Le 18 octobre 2013, par Geneviève Koubi,
C’est d’une proposition de loi (n° 119) déposée devant le Sénat en novembre 2012 et portant création d’une Haute autorité chargée du contrôle et de la régulation des normes applicables aux collectivités locales qu’est issue la loi n° 2013-921 du 17 octobre 2013 portant création d’un Conseil national d’évaluation des normes applicables aux collectivités territoriales et à leurs établissements publics - publiée au Journal officiel du 18 octobre 2013.
La proposition de loi visait non pas seulement à juguler l’inflation normative, la logorrhée législative ou la surproduction normative concernant les collectivités territoriales mais aussi à instituer un "dispositif de contrôle" de la création de ces normes, ce dispositif s’entendant d’ordre consultatif - ce qui apparaît contradictoire. Il devait être destiné à alerter sur les difficultés d’application ou de réception des normes de toutes sortes exigeant des autorités locales une attention permanente au fil de leur insertion dans l’ordonnancement juridique. De nombreux rapports parlementaires avaient souligné les effets et les conséquences de la prolifération de règles diversifiées touchant à tous domaines - actant ainsi de l’intrusion permanente de l’État dans un cadre qui devait en être préservé, celui de la décentralisation.
Ainsi, le Titre I du Livre II du Code général des collectivités territoriales (CGCT) s’enrichit d’un nouveau chapitre intitulé « Le Conseil national d’évaluation des normes ». Ce Titre concernait seulement jusqu’alors le « Comité des finances locales ». On aurait pu estimer que l’institution du Conseil national d’évaluation des normes méritait d’être valorisée justifiant ainsi la création non pas d’un nouveau chapitre dans le Titre I du Livre II du CGCT mais un nouveau Titre. Tel n’est pas le cas. D’une part, le Conseil national d’évaluation des normes ne constitue pas en lui-même un nouveau titre de ce Livre [1], d’autre part il ne forme pas le chapitre premier de ce Titre I [2]. Le Comité des finances locales le précède, ce qui manifeste d’une certaine réticence à s’attacher aux modes d’application des normes juridiques. La question est calibrée autour des impacts "d’ordre financier et technique" - et non pas ou ou bien et/ou -, ainsi que les articles insérés dans le CGCT en attestent catégoriquement.
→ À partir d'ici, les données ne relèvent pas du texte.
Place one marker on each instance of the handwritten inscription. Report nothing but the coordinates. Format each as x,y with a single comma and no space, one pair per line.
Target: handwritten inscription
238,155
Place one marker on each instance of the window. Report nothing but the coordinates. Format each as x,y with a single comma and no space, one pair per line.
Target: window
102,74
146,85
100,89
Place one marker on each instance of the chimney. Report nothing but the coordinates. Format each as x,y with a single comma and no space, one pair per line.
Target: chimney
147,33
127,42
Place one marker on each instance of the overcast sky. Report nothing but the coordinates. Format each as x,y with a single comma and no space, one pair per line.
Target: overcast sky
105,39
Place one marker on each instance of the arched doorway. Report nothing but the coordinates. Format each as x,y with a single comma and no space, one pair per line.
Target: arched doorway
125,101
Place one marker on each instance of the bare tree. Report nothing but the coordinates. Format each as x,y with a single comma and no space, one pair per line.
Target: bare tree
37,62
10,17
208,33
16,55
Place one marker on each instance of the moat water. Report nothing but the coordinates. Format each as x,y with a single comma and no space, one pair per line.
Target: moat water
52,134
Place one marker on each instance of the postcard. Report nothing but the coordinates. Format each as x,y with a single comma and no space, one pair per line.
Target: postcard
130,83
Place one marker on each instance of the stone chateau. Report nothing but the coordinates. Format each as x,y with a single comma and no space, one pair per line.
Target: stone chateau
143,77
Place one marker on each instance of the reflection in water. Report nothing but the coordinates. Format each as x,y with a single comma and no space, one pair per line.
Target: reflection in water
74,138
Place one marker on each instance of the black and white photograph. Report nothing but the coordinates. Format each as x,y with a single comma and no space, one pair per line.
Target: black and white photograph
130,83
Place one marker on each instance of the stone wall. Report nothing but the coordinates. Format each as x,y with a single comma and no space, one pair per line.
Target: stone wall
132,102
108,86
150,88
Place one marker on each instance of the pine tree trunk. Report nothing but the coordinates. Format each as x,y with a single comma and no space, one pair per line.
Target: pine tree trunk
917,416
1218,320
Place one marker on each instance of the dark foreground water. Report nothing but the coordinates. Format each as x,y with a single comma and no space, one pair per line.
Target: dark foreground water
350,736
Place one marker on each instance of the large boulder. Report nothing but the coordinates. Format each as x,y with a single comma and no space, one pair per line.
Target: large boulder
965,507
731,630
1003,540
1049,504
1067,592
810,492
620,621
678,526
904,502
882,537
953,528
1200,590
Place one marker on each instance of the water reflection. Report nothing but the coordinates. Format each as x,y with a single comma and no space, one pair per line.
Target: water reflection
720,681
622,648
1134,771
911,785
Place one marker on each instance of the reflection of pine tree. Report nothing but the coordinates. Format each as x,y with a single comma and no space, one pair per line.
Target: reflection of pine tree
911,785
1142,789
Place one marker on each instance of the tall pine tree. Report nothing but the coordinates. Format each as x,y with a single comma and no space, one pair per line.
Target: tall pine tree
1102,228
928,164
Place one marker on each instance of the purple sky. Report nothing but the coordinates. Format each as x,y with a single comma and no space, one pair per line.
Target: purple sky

Le Conseil national d’évaluation des normes composant le chapitre II et voyant ainsi sa mission resserrée autour des questions financières et techniques, l’importance à lui accorder dans l’espace du droit des collectivités territoriales s’en trouve d’emblée amoindrie.
Cette perception est confirmée à la lecture de la loi, ou plus justement du Chapitre II du Titre I du Livre II du CGCT qui, afin de ne pas briser les numérotations des articles codifiés [3], commence à l’article L. 1212-1 et se termine par l’article L. 1212-4, - ce dernier renvoyant au pouvoir réglementaire pour assurer les modalités d’application des dispositions incluses dans ce chapitre.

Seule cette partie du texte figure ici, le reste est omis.